Geoffrey Hinton: Society Is Unprepared For AI’s Economic Disruption

Family holding hands while walking through park with digital AI graphics floating around them

While AI reshapes careers and economies at lightning speed, what matters most is how we protect childhood wonder amid this transformation. Imagine if we approached technology like we plan our family adventures—what tools would prepare our kids without crushing their joy?

The Joy of Everyday Moments

Father and daughter laughing while painting together at kitchen table

Traditional economic thinking often overlooks the tiny miracles happening right at our kitchen tables while it’s busy predicting AI-driven job losses. Take that afternoon finger-painting session, for instance. How might such creative exploration build future-ready minds better than any algorithm?

Our kids already navigate changes faster than we ever did—just look at our 7-year-old, adapting seamlessly between playground rules and tablet games—she’s got more flexibility than most CEOs! Cherishing these small triumphs becomes our secret parenting superpower.

The greatest disruption isn’t technological—it’s failing to nurture human connection when machines dominate workflows.
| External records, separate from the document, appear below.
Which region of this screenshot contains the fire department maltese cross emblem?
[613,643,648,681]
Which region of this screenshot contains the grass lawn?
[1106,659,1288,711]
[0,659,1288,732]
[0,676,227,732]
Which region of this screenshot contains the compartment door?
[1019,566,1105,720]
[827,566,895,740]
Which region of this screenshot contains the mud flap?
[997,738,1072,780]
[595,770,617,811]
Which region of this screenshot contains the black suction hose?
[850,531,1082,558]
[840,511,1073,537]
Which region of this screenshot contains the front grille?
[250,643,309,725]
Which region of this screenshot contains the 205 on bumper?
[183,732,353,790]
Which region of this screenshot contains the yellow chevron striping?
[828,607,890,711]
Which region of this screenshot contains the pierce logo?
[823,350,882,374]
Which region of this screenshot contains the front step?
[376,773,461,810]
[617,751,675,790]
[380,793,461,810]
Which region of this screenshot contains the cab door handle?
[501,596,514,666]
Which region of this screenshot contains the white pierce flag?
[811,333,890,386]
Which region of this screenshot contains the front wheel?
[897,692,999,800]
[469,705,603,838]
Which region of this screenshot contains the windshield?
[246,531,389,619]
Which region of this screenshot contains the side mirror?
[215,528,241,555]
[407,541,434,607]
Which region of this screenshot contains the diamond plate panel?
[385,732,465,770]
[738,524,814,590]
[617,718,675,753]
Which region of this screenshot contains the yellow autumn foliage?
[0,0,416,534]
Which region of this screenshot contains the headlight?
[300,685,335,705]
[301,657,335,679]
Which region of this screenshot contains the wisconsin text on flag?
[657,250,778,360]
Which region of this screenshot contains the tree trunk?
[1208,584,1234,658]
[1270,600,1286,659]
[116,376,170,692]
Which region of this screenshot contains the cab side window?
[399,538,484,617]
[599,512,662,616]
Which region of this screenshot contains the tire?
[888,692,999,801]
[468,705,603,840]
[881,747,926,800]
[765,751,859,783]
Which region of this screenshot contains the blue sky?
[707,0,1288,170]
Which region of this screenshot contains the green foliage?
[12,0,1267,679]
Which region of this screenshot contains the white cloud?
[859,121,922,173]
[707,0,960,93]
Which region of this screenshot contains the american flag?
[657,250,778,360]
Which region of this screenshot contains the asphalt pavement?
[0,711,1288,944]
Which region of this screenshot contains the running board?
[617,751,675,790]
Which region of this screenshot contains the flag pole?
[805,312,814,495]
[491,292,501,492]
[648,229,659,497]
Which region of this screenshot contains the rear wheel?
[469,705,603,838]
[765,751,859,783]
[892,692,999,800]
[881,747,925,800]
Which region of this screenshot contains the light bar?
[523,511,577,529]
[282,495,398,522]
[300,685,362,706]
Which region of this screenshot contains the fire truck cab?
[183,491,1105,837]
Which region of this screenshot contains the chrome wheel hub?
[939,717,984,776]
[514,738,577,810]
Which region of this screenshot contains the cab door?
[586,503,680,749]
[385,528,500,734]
Building Bridges with Technology

Mother and child interacting with educational AI device with rainbow graphics

When experts warn about AI-fueled inequality, they overlook how households blending cultural wisdom and tech fluency can thrive. It’s that mix of Korean perseverance and Canadian curiosity that I see in her every day. It’s the perfect blueprint for thriving in uncertainty.

Could bedtime stories about innovators who changed the world become our most potent economic armor? We celebrate inventors like Hinton not just for technical brilliance but for showing how human creativity always outpaces machines when properly nurtured.

Navigating Challenges Together

Parents and child solving puzzle game on tablet with neighborhood friends

Economic forecasts feel abstract until you realize every job displacement statistic represents someone’s soccer coach or piano teacher. But what if we shifted our focus from these abstract numbers to the people and communities right around us? What if community became our most valuable algorithm—one that no AI can replicate?

Creating neighborhood skill-sharing networks teaches children profound economic truths: value exists in relationships, not just productivity. Those short walks to school become economic laboratories where kids observe localized resilience firsthand. So, let’s make those short walks to school not just a routine, but a journey of discovery and resilience, together.